Veteran Nepali politician Sher Bahadur Deuba has been appointed the South Asian nation’s prime minister for the fifth time, a day after the Supreme Court reinstated the parliament dissolved by caretaker Prime Minister KP Sharma Oli in May.

President Bidya Devi Bhandari’s office said Deuba, who leads the Nepali Congress party, was appointed the new prime minister on Tuesday a day after the top court ordered that Oli be replaced by Deuba.

It also ordered the reinstatement of the House of Representatives, which was dissolved by Oli in May, and said the lawmakers must meet within seven days. Deuba, will have to prove in a vote that he has the support of more than half of the House members to continue in office.

In May, Oli dissolved the House of Representatives – the second time in less than six months – amid political infighting. The top court has dashed Oli’s plans to conduct elections for the second time since December.

Deuba, 75, will lead the Himalayan nation as it struggles with political divisions and the coronavirus.

The Nepali Congress leader was previously appointed prime minister in 1995, 2001, 2004 and 2017, but has never served a full term. This time as well, he is to serve only until parliamentary elections are held by 2022.

Deuba, right, is likely to bring Nepal back closer to India after Oli, left, favoured ties with its other giant neighbour, China [File: Navesh Chitrakar/Reuters]

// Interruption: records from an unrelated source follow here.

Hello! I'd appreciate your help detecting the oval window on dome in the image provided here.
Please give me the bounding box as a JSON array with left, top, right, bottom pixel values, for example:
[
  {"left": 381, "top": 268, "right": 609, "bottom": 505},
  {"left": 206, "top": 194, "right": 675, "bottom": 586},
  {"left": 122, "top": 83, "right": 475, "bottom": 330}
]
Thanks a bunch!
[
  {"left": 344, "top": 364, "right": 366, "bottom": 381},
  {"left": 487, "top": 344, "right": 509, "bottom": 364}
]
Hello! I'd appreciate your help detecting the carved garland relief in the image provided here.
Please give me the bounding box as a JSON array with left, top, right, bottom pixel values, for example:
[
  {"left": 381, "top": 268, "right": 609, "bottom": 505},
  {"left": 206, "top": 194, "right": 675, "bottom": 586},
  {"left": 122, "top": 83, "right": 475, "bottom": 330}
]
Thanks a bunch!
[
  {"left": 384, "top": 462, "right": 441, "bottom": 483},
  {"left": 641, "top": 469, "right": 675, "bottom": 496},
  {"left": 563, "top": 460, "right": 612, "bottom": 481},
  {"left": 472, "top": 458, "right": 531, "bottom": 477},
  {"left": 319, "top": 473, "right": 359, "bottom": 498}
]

The current chamber was elected in 2008 after the end of a bloody Maoist rebellion and the abolition of Nepal’s 200-year-old monarchy.

Bring Nepal back closer to India

Deuba is likely to bring Nepal back closer to India after Oli favoured ties with its other giant neighbour, China.

He has been active in politics since he was a college student. He was jailed for nine years for protesting against the now-deposed monarchy’s autocratic rule. He has led Nepali Congress, the country’s oldest political party, for years.

In a televised speech, Oli criticised the Supreme Court decision but said he would leave office.

Oli’s decision to dissolve the House in May was challenged in the Supreme Court by a coalition of opposition parties that said they had the support of a majority in parliament to form a new government. His decision to dissolve the House in December was also reversed by the court in February.

Oli became prime minister in 2018 after his Nepal Communist Party (NCP) won a majority of the seats in the House of Representatives. The NCP was formed in 2018 through a merger between the Communist Party of Nepal – Unified Marxist Leninist (CPN-UML) and the Communist Party of Nepal (Maoist Centre).

But the court in February also deregistered the ruling NCP over a separate petition, reviving the CPN-UML and the CPN (Maoist Centre).

However, he refused to honour an agreement to hand over power to the party’s co-leader after half his term, leading to political splits and weakening Oli’s hold on power. Oli has also been criticised for his handling of the coronavirus pandemic.